Apparently the pain got so bad I was screaming and shouting in the house, so my father phoned an ambulance. Unfortunately, the dispatcher seemed more concerned that he check me for signs of a stroke than sending assistance, so my father put me in the car and drove me to the nearest hospital (the Princess of Wales in Bridgend) where I was put in an ambulance and blue lights shot me up the M4 to Cardiff's Heath Hospital. By this point I had slipped into unconsciousness.

I was taken straight into emergency theatre (of the surgical, not musical, variety) where I was operated on to relieve the pressure that was building on my brain. Some of you may remember I previously talked about how a surgeon had made a channel in my brain to allow fluid to drain away naturally, well that had become blocked, meaning the high volume of extra fluid produced by the tumour had nowhere to escape, and as a result was causing immense pressure to build inside my brain. To combat this the surgeon fitted a device called a shunt which is basically a tube that allows the fluid to drain into my stomach to be digested, thereby relieving the pressure on the brain.

My first recollection of hospital is waking up a day later and realising two things: One, I was definitely not where I last remembered being conscious; and two, something very serious must have happened, and I'd put money on Timmy being to blame.

Shortly afterward I made an attempt to sit up and was greeted with pain across my stomach, which under further investigation was revealed to be due to a surgical incision as part of the shunt installation process. I haven't seen the scar yet but know it will forever be a blemish on my otherwise perfectly symmetrical, and as far as I'm concerned aesthetically pleasing, abdominals.

Unfortunately I also made another discovery fairly soon after waking, the presence of a catheter inserted in a location that is only meant to be treated nicely. Despite my best, and continued, efforts to get it removed it has remained in situ and will do for the foreseeable future.

On my second evening in the hospital I was in my 3rd ward of the stay and made a troubling discovery when I looked to my left to see the man in the next bed watching a film that is less than appropriate in a communal sleeping setting.

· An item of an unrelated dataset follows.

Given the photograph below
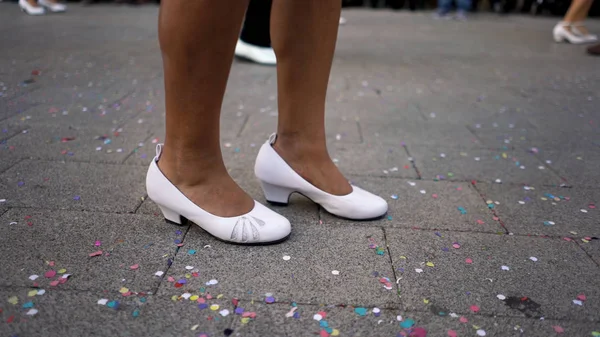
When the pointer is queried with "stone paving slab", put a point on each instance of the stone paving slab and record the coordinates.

To sum up, the movie featured blonde beehive hairdos on the females and plenty of fake tan on the males and the central theme seemed to lack the finesse of even the most poorly planned home videos. I have since heard from other patients that he's been caught getting a little too in to his material on occasion though, so I count myself lucky that all I saw him fiddling with was the settings on his iPad.

Other than this one entertaining (if slightly disturbing) episode my stay so far has been fairly standard and comprised mainly of pain and awkwardness from the catheter, interspersed with visits from friends and family. If I have one piece of advice to give anyone about to get a catheter fitted it's this: Run. Get out of there while you still can! I've been in a constant state of irritation and mild pain since it was fitted nearly a week ago. Thankfully the visitors have helped me keep my mind off the annoyance of the catheter while they're here by keeping me distracted and even after they've gone with gifts strategically designed to chip away at my abdominal definition (I'm looking at you Angel Cake Slices). Accompanying the calorific presents a theme has developed with people buying me colouring books. I now have both Lion King and Harry Potter themed colouring activity books and the pencils to accompany them. As my art teacher in school once labelled me a "disgrace to her profession" I'm not sure how well I'll do with them but I'm sure it will at least kill some time.

I have been told this evening that I may be freed of the dreaded catheter tomorrow, so tonight I shall dream of a world where a penis is free to swing in the breeze should it wish to do so and urination does not require a bag to be tied to your leg. A happier world. A simpler world. A less painful world.